As American Thinker readers already know, all hell has broken loose over the awkward, self-serving, disingenuous answers offered by Clinton, especially the suggestion that he is the victim here, because he left office $16 million in debt, and that, “This was litigated 20 years ago. Two-thirds of the American people sided with me.”


But that was then, this is now. Female voters are the single biggest demographic slice of the nation that favors Democrats in national elections, more specifically, unmarried female voters, the kind of females most likely to endure unwelcome attentions and worse. The genie is out of the bottle, the toothpaste has exited the tube, and tens of millions of women are very angry.


Back when he was in office and his wife had prospects for the presidency, it was worthwhile covering up Bill’s offenses. But Hillary’s defeat means that there is no upside at all and considerable downside for Democrats in defending him.


Thus we have the spectacle of Democrats discovering their indignation twenty years after the fact.

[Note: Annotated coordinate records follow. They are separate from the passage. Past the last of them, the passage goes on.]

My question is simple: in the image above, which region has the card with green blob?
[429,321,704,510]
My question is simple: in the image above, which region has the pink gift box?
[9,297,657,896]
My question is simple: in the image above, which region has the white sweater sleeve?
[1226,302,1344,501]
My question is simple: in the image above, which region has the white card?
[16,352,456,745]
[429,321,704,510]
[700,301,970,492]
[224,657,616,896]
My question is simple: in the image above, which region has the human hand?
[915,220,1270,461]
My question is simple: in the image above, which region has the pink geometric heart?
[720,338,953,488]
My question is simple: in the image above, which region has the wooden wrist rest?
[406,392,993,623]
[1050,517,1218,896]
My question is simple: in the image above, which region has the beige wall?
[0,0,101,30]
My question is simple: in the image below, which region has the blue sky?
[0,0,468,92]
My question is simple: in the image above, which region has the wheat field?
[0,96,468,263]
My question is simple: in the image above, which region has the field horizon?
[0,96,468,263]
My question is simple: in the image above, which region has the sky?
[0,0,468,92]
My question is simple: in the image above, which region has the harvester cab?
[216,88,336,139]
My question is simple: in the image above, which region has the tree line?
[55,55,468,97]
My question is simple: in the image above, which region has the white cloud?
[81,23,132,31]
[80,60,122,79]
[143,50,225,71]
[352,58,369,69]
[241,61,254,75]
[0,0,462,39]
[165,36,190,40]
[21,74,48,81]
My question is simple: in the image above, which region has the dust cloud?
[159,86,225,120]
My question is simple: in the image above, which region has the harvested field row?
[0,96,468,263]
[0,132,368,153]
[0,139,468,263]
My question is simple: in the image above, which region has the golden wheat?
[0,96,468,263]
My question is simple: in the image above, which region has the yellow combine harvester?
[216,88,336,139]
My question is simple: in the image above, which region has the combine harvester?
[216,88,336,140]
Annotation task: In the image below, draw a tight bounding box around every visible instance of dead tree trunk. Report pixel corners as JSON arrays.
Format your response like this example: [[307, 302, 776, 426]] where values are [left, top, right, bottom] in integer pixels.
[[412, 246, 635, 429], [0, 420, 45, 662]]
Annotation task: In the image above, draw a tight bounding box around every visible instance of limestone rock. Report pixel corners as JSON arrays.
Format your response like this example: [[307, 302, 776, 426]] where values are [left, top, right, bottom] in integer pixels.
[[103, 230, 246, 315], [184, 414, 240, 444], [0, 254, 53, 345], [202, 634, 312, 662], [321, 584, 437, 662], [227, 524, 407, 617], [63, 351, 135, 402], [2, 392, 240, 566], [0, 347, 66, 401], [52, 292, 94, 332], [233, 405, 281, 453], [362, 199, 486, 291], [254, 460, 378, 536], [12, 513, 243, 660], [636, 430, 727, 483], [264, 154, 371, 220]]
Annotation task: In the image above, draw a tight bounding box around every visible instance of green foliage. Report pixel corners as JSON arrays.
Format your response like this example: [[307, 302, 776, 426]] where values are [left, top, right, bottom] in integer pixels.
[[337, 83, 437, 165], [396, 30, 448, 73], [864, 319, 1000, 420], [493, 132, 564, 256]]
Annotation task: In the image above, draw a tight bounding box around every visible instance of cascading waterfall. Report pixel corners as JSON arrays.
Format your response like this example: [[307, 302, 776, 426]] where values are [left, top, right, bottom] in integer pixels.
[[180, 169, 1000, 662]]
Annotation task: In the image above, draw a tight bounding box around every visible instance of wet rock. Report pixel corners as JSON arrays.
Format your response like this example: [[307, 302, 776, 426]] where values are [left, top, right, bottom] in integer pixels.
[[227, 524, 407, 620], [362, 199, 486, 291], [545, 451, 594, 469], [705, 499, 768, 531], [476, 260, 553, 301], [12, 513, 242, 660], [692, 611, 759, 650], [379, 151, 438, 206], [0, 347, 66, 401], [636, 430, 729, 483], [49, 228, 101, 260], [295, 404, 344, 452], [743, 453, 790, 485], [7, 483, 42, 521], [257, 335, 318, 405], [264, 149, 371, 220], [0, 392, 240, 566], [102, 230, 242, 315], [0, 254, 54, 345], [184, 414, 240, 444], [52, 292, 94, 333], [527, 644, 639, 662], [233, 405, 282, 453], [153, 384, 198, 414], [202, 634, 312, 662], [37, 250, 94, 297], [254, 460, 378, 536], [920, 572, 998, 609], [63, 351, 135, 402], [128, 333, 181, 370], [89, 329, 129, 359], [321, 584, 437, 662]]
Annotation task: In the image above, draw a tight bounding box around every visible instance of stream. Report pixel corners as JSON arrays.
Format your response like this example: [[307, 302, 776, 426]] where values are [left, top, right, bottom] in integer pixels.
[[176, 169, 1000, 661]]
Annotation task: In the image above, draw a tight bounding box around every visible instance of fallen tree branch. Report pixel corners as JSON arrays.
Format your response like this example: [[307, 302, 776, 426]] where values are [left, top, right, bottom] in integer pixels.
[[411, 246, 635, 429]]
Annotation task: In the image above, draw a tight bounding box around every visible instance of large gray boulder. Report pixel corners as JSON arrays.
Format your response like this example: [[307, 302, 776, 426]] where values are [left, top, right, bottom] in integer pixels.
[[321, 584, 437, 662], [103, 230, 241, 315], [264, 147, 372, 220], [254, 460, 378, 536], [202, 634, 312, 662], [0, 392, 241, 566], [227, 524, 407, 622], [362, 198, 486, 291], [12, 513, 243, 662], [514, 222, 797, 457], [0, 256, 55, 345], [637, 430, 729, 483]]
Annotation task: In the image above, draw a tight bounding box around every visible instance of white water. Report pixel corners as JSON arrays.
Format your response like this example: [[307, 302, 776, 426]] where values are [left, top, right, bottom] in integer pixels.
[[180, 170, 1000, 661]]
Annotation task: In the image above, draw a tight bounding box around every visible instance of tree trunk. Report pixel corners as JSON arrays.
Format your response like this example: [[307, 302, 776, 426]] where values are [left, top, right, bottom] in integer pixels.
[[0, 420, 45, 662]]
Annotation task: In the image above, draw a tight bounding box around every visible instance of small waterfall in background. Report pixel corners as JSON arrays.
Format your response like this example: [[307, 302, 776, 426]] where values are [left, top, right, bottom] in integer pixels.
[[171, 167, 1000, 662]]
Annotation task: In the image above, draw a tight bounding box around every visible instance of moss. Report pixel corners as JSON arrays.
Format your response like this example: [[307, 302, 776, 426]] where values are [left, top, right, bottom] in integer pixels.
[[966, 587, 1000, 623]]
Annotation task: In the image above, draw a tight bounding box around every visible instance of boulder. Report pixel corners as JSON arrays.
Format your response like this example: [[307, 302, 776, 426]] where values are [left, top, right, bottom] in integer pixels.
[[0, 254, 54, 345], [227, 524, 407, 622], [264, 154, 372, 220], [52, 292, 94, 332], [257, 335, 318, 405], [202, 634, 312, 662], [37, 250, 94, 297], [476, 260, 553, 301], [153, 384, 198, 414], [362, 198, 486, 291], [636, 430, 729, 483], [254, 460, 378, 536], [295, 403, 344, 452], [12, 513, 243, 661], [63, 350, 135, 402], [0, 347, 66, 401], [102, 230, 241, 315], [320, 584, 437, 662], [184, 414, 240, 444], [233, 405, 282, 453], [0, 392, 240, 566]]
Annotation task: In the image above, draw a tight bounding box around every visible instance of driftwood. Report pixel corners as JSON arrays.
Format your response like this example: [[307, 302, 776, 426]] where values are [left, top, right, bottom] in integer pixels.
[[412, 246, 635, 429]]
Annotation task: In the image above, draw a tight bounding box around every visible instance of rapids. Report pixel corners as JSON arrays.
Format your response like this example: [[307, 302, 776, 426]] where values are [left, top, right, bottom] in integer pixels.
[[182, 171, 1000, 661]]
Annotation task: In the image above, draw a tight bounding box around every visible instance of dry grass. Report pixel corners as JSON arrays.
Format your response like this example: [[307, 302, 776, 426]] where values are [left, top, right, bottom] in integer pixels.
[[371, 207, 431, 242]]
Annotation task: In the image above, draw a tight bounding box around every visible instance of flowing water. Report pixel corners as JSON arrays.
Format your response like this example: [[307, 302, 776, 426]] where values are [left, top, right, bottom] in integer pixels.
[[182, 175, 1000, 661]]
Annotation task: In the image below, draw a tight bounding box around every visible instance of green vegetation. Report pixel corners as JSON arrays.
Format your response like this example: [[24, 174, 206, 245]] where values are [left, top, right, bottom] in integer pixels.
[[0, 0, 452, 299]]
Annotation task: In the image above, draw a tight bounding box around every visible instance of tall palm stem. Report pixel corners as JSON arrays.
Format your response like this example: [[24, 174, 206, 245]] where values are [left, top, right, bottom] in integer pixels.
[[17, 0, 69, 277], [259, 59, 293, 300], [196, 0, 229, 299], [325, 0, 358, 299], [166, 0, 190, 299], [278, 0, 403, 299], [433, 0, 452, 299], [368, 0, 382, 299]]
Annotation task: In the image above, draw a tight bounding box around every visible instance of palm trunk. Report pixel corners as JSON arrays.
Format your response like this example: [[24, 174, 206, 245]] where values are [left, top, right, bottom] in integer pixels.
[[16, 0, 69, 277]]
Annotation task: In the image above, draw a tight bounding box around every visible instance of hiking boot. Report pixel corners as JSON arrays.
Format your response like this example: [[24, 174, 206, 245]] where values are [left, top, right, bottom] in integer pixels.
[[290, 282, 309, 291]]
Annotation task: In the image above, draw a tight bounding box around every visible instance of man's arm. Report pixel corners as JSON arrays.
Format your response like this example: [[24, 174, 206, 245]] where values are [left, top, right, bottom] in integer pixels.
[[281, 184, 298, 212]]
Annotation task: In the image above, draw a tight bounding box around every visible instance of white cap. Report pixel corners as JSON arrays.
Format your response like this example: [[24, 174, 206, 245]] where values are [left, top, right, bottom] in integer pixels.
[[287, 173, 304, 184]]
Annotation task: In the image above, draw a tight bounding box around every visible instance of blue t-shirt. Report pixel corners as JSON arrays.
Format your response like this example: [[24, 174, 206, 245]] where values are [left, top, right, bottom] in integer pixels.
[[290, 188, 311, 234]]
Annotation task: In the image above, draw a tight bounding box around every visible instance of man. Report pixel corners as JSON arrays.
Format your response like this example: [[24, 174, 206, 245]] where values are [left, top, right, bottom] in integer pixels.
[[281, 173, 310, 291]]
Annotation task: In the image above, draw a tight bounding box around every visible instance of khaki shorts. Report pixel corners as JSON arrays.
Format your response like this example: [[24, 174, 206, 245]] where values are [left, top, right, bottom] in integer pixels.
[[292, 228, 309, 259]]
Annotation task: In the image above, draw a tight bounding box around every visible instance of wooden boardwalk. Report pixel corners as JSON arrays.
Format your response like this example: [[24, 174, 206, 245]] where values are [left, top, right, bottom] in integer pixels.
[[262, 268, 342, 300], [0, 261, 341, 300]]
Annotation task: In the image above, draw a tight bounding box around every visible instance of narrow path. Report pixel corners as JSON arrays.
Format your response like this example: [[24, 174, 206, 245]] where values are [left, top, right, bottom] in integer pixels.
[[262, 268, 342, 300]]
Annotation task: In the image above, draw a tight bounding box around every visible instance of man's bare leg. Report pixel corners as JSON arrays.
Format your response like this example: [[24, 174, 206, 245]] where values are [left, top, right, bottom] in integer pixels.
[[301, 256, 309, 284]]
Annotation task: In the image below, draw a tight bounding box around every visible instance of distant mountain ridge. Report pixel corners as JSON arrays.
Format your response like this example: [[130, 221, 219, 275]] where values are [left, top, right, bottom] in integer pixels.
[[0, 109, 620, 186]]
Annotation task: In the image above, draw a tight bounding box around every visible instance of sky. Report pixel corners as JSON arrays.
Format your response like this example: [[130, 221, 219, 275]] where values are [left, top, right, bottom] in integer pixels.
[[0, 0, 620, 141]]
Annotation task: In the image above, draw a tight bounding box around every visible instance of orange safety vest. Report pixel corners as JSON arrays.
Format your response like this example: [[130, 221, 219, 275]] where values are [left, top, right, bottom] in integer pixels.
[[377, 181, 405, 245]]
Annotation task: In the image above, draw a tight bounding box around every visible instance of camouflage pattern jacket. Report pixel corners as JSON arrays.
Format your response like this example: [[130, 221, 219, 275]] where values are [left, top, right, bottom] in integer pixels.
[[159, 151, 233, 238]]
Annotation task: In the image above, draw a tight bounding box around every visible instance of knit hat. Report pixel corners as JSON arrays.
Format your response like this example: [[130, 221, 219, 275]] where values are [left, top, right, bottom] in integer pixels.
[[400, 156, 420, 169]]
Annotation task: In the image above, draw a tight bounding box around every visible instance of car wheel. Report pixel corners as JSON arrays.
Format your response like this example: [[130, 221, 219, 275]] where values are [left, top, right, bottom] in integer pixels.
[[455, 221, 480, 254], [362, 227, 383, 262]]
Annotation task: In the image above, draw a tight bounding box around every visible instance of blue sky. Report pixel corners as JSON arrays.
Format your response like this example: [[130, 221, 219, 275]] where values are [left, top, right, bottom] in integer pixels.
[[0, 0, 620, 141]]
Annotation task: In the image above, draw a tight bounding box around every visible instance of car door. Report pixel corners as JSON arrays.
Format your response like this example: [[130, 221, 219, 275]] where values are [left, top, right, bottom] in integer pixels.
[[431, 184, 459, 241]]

Mika Brzezinski was one of the first highly visible media figures to call out Bill:


“It has been for decades an unbelievable double standard that the Clintons have used and abused, where nobody is allowed to go there on this issue,” Brzezinski said. “And in the age of #MeToo, women are supposed to go there, and men, by the way.”


“We’re supposed to be able to say what the difference is between right and wrong, and when you have done something wrong, you are supposed to own it and not talk about facts, distorted facts and obstructed facts.”


Her MSNBC colleague Katy Tur wondered why Clinton couldn’t just apologize:


“Why was he so combative in that interview? Why didn’t he just say ‘hey, listen, it’s a different time, I feel badly for the way things went down, I feel badly for how Monica Lewinsky was treated, I’m sorry’?”


But this morning, with time to reflect, the media are getting even more aggressive. Will Rahn, Managing editor for politics at CBS News, is calling on Clinton to “go away.” He is, to borrow a term that his veep made famous, an ”inconvenient” ex-president, a reminder not only that the Democrats were willing to sacrifice powerless women for political gain, but that a good economy can excuse presidential lying under oath when it comes to impeachment.


Honestly, Bill Clinton does not look like a healthy man to me, and for that matter, there is good reason to doubt the health of his wife, Hillary. I wish neither of them ill health, both on humanitarian grounds and on the delight I take in seeing the consequences of their actions coming due in the months and years ahead.


As for James Patterson, I have to wonder if he regrets his little adventure in “co-writing.” It couldn’t have been money that motivated him, for he is reputed to be the best-selling living author. I speculate that it was entrée to better dinner parties and public events that persuaded him to adapt his winning best-seller formula. And now his reputation is not enhanced but harmed by his linking of his reputation to Bill Clinton’s.



Screen grab, NBC


The late Jim McDougall, a business partner of the Clintons in their Arkansas days who went to prison, fanously said, “I think the Clintons are really sort of like tornadoes moving through people’s lives,” he once said. “I’m just one of the people left in the wake of their passing by.”


There is more karma yet to unfold. Count on it.